Monday, 16 April 2012

Leadership competencies

How firms now select a CEO

During our recent 21722 lecture, we heard how an internationally successful executive search firm - Egon Zehnder International - assesses leadership skills.
The example assessment shown here is from CIO magazine and highlights competencies such as "Team Leadership", "Strategic Orientation", "Collaboration & Influence", and "Results Orientation".  Others include "External Customer Focus" and "Commercial Orientation" and indicate that the competencies are more fitting a "senior manager" than "leader".  Are they the same?

How firms used to select a CEO

Levinson (1980) listed 20 behavioural dimensions of chief executives under the categories of "thinking", "feelings and interrelationships" and "outward behavior characteristics" including "judgement", "sensitivity [to] others' feelings", "sense of humor", "vision", "integrity" and "social responsibility".  Behaviours that seem applicable to any leader, not only CEOs.

Begone!

In their 1985 book "A Passion for Excellence", Tom Peters and Nancy Austin (p.265), declare that the Manager (the "dispassionate analyst, professional, decision maker, naysayer") must give way to the Leader ("cheerleader, enthusiast, nurturer of champions, hero finder, wanderer, dramatist, coach, facilitator, builder").
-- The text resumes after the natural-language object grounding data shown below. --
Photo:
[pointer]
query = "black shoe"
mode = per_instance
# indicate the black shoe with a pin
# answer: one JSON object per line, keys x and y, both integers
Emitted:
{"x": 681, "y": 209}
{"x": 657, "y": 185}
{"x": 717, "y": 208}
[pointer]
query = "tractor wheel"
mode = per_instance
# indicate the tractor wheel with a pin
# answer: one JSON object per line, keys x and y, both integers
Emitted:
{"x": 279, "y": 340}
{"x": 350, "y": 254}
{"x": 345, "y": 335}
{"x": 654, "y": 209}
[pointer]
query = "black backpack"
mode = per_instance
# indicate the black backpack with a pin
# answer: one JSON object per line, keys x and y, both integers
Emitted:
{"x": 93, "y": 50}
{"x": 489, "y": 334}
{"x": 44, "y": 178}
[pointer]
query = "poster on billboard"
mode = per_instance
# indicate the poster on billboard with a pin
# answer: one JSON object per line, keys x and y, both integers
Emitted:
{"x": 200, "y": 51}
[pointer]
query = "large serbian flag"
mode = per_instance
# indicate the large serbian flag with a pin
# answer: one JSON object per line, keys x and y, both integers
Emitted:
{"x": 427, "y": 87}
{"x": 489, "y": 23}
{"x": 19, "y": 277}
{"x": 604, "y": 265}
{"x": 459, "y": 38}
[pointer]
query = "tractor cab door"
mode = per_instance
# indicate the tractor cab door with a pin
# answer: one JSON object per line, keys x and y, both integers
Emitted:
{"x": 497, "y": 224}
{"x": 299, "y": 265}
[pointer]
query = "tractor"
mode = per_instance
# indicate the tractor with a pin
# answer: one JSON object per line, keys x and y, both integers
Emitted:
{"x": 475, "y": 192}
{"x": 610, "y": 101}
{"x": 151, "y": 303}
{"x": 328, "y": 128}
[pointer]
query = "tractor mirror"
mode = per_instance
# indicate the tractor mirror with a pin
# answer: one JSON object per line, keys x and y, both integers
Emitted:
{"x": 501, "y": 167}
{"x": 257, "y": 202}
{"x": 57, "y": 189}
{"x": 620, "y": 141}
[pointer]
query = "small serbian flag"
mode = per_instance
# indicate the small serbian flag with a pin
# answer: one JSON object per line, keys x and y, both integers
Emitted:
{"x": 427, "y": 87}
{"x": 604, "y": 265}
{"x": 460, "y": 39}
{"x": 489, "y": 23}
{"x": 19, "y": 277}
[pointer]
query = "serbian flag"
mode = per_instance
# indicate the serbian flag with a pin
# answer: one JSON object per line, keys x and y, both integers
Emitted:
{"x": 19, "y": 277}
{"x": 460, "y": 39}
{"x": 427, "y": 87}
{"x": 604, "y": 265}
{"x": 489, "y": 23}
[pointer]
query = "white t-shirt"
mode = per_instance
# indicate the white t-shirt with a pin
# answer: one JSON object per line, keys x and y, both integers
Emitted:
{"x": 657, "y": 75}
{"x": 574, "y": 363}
It seems that "leadership" and "management" have become conflated since the 1980s.  But why?

Peters and Watson believe that Hayes and Abernathy's "Managing Our Way to Economic Decline (1980) was the "cornerstone of the corporate revolution" that they describe as "attacking the "MBA/number-only mentality of American managers".  Hayes and Abernathy themselves declare that there had been  "broad management failure" of "vision and leadership".

Leadership sells

Who would now admit at parties that they were a "manager"?  Who would answer a job ad the spruiked a "management" role?  The word has become a pejorative.  Better to be a "leader" even if the job description hasn't changed!  Just as "frozen food" is hard to sell but "fresh frozen food" walks off the shelves, so is "leadership" sellable while "management" has passed its use-by date.


Peters, T and Austin, N. 1985, A Passion for Excellence - The Leadership Differences, Collins: Glasgow.
Levinson, H. 1980, Criteria for choosing chief executives, Harvard Business Review, vol. 58, no. 4, pp. 113-120.
Hayes, R. H. & Abernathy, W. J. 1980, Criteria for choosing chief executives, Harvard Business Review, vol. 58, no. 4, pp. 67-77.